The Vision of the Portland United Methodist Church is "transforming lives, families, and our world through Jesus Christ."
CORE VALUES We value:
1. Full devotion to God through Jesus Christ. Jesus Christ is the head of our church and offers the only means of salvation for our world.
2. The Bible is our authority and guide. The Bible is the inspired Word of God and is the final authority in life and doctrine.
3. People. People matter to God and therefore they matter to us.
4. Healthy families, children and youth. We are committed to supporting and nurturing families and children.
5. Connection. We value connecting people to Christ and one another.
6. Caring Servants. Following the example of Christ we are called to spend our lives in humble service to others.

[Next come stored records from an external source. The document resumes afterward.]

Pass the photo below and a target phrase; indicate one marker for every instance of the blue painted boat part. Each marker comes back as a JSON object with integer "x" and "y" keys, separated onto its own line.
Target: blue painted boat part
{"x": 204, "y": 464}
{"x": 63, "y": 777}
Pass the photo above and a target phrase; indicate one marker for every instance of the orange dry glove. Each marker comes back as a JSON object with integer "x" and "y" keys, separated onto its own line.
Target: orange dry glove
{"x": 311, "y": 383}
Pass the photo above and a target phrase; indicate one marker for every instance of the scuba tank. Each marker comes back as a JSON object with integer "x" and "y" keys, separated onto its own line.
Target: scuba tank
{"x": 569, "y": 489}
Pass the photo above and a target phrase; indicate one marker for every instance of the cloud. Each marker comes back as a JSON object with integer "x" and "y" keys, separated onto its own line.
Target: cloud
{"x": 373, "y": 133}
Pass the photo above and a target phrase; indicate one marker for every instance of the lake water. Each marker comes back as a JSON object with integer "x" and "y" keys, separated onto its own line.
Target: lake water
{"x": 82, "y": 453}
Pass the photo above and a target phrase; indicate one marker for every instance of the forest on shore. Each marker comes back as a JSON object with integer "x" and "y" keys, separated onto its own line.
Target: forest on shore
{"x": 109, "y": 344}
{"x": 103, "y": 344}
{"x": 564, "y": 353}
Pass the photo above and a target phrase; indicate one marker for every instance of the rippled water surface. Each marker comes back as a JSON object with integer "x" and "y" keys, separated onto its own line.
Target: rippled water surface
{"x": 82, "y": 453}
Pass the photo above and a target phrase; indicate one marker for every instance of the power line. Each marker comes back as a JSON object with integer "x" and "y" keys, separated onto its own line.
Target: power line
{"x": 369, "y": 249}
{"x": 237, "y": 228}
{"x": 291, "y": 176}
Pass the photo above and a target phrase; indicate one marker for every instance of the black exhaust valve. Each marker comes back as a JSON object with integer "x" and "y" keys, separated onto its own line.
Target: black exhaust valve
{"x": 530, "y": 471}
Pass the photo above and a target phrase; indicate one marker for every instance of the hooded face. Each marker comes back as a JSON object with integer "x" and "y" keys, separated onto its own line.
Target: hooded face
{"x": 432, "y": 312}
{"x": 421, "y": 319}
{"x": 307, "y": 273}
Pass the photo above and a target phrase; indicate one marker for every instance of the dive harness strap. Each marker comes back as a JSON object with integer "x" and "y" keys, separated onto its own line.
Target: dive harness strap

7. Spiritual Growth. The church is committed to developing passionate, fully devoted followers of Jesus Christ.
8. Authentic Relationships. We are committed to developing genuine relationships with others by extending the grace, peace and compassion of Christ to all.
9. Transforming Worship. We value worship that helps people experience God and encourages them to let God transform their lives.
10. Prayer as a priority. Prayer is the key to unleash the power and presence of God in our lives and in the ministry of the church.
The United Methodist Church has a long history of concern for social justice. Its members have often taken forthright positions on controversial issues involving Christian principles. Early Methodists expressed their opposition to the slave trade, to smuggling, and to the cruel treatment of prisoners.
A social creed was adopted by The Methodist Episcopal Church (North) in 1908. Within the next decade similar statements were adopted by The Methodist Episcopal Church, South, and by The Methodist Protestant Church. The Evangelical United Brethren Church adopted a statement of social principles in 1946 at the time of the uniting of the United Brethren and The Evangelical Church. In 1972, four years after the uniting in 1968 of The Methodist Church and The Evangelical United Brethren Church, the General Conference of The United Methodist Church adopted a new statement of Social Principles, which was revised in 1976 (and by each successive General Conference).
The Social Principles are a prayerful and thoughtful effort on the part of the General Conference to speak to the human issues in the contemporary world from a sound biblical and theological foundation as historically demonstrated in United Methodist traditions. They are a call to faithfulness and are intended to be instructive and persuasive in the best of the prophetic spirit; however, they are not church law. The Social Principles are a call to all members of The United Methodist Church to a prayerful, studied dialogue of faith and practice. (See ¶ 509.)